# Naive Bayes (the easy way)

We'll cheat by using sklearn.naive_bayes to train a spam classifier! Most of the code is just loading our training data into a pandas DataFrame that we can play with:

In [46]:
import os
import io
import numpy
import pandas as pd
from pandas import DataFrame
from sklearn.feature_extraction.text import CountVectorizer
from sklearn.naive_bayes import MultinomialNB

def readFiles(path):
    for root, dirnames, filenames in os.walk(path):
        for filename in filenames:
            path = os.path.join(root, filename)

            inBody = True
            lines = []
            f = io.open(path, 'r', encoding='latin1')
            for line in f:
                if inBody:                 
                    lines.append(line)
                elif line == '\n':
                    inBody = True                   
            f.close()
            message = '\n'.join(lines)
            yield path, message


def dataFrameFromDirectory(path, classification):
    rows = []
    index = []
    for filename, message in readFiles(path):
        rows.append({'message': message, 'class': classification})
        index.append(filename)

    return DataFrame(rows, index=index)

data = DataFrame({'message': [], 'class': []})
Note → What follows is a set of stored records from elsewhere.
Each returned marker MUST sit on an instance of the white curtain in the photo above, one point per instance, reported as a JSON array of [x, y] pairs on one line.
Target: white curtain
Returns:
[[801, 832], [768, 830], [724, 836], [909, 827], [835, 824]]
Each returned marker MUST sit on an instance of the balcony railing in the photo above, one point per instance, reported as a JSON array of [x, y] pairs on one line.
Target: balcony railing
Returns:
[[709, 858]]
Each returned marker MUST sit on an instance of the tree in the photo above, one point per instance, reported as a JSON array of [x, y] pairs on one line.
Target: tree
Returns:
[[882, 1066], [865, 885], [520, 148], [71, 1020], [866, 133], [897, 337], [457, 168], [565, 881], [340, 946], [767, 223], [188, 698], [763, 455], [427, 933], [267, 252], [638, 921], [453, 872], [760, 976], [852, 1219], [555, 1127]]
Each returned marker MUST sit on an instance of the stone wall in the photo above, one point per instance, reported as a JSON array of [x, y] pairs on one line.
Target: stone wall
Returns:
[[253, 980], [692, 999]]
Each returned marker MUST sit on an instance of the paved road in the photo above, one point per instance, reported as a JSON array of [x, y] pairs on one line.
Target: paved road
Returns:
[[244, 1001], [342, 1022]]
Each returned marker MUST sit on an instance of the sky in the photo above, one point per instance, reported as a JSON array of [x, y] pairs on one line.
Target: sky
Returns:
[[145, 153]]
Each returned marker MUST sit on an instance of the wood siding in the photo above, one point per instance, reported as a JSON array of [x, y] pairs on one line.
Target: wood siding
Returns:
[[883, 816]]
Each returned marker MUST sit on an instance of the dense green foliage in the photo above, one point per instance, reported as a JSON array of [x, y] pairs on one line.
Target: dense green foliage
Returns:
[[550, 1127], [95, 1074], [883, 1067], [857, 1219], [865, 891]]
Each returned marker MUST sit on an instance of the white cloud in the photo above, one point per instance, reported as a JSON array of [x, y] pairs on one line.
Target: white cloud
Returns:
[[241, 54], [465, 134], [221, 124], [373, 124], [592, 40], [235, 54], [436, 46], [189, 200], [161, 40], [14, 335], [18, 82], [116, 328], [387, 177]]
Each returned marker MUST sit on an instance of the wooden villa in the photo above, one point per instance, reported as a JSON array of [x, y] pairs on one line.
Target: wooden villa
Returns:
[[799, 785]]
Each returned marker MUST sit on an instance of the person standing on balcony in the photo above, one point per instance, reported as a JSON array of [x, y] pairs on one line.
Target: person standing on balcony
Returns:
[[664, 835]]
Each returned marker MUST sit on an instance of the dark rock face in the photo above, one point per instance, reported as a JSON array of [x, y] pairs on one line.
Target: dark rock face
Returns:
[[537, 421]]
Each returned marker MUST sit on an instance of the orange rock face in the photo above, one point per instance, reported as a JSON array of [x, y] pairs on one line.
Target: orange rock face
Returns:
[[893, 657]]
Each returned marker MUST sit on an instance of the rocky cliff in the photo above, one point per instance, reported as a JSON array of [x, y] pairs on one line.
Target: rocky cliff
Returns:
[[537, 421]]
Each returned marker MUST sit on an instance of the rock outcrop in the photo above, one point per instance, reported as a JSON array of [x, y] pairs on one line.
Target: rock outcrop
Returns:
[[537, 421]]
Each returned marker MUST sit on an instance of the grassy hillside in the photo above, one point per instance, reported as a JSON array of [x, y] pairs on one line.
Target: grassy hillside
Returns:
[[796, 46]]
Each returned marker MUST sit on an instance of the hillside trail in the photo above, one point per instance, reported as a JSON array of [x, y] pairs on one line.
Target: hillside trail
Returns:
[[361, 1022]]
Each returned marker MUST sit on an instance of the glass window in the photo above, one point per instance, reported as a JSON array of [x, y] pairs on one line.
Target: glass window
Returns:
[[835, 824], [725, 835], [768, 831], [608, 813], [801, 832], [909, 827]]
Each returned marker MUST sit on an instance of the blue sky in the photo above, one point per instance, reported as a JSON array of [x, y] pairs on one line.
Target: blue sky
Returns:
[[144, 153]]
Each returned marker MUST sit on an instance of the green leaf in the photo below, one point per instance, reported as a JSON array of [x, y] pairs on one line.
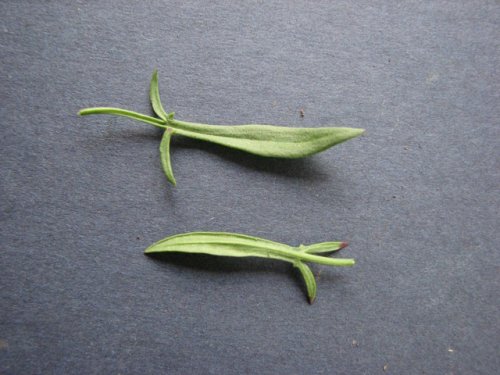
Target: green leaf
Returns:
[[165, 155], [268, 140], [240, 245], [309, 280], [125, 113], [323, 247], [154, 94]]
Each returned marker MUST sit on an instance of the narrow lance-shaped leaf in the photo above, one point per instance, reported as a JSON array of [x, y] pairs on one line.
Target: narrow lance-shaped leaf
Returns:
[[309, 280], [239, 245], [263, 140], [165, 155]]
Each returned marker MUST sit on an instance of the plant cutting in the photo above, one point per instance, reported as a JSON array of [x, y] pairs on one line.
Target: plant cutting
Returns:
[[240, 245], [262, 140]]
#data = pd.concat([data, dataFrameFromDirectory("emails/spam", "spam")]);
#data = pd.concat([data, dataFrameFromDirectory("emails/ham", "ham")])
data = pd.concat([data, dataFrameFromDirectory("emails/enron1/spam", "spam")]);
data = pd.concat([data, dataFrameFromDirectory("emails/enron1/ham", "ham")])

#For Pandas 1.3:
#data = data.append(dataFrameFromDirectory('emails/spam', 'spam'))
#data = data.append(dataFrameFromDirectory('emails/ham', 'ham'))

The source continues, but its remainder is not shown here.